The Agent uses the Repository and Cluster to connect to source repos and target environments. When you create a Harness GitOps Application, you select the Agent you want to use for these connections and GitOps operations.
You can run an Agent in your target cluster or in any cluster that has access to your target clusters.
Agents can deploy to all clusters or you can isolate an Agent in a single cluster. For example, you might have one Agent deploy to Dev and QA environments and another Agent deploy to the production environment.
Installing an Agent involves setting up an Agent in Harness, downloading its YAML file, and applying the YAML file in a Kubernetes cluster (
kubectl apply). Kubernetes then pulls the Harness and ArgoCD images from their respective public repositories.
Can I use Harness GitOps images from a local registry?
If you want Kubernetes to pull images from your private registry instead of the public registries, you can simply pull the public images, add then to your local registry, and then update the Agent YAML to use the local registry.
All GitOps information is stored on your cluster as ConfigMaps and Secrets. Essentially, the cluster acts as the database for GitOps.
Your Harness GitOps Application, Repository, Cluster configurations, etc, are all stored on the PersistentVolume of the cluster hosting the Agent.
Harness SaaS is used to store the state cache only.
A cluster is the target deployment cluster that is compared to the desire state.
Clusters are synced with the source manifests you add as GitOps Repositories.
A Harness GitOps Repository is a repo containing the declarative description of a desired state. The declarative description can be in Kubernetes manifests, Helm Chart, Kustomize manifests, etc.
You can apply a Repository certificate or known host key to a GitOps Agent.
The GitOps Agent will use the certificate or key for all the connections it makes to repositories.
The desired state of a Service and Environment as represented by files in a Repository.
The live state of a Service and Environment. The instantiated microservices and pods that are deployed.

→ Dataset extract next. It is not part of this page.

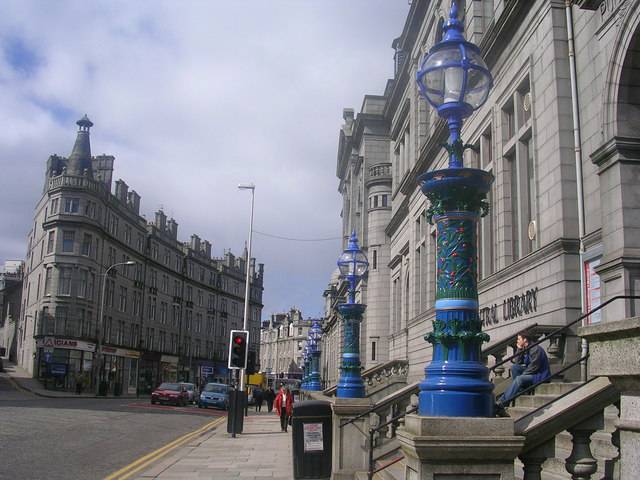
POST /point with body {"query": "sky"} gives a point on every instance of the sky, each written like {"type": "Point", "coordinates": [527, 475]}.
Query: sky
{"type": "Point", "coordinates": [193, 98]}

Pulls the latest commit from Git and displays whether the current Sync State is Synced or Out of Sync. It does not sync with the live cluster state.
Sync and Sync Status
A Sync brings the live state to its desired state by applying changes made in the declarative description.
Sync Status identifies if the target state is Synched, Out of Sync, or Unknown.
Applications react to variations in state between the source manifest and the target cluster using a Sync Policy.
With Automatic sync enabled, changes to the source manifest initiate sync automatically.
Synch Options tune the synchronization.
Prune Policy tells Kubernetes garbage collection how to check for and delete objects that no longer have owner references.
Health and Health Status
The health of the Application. Is it syncing correctly (Healthy)?
Compares the latest file in Git with the live state and shows what is different.
If an Application is Healthy and Synced, then there is no App Diff.
GnuPG Keys can be used to configure Harness GitOps to only sync against commits that are signed in Git using GnuPG.
The GitOps Agent you select will enforce signature verification.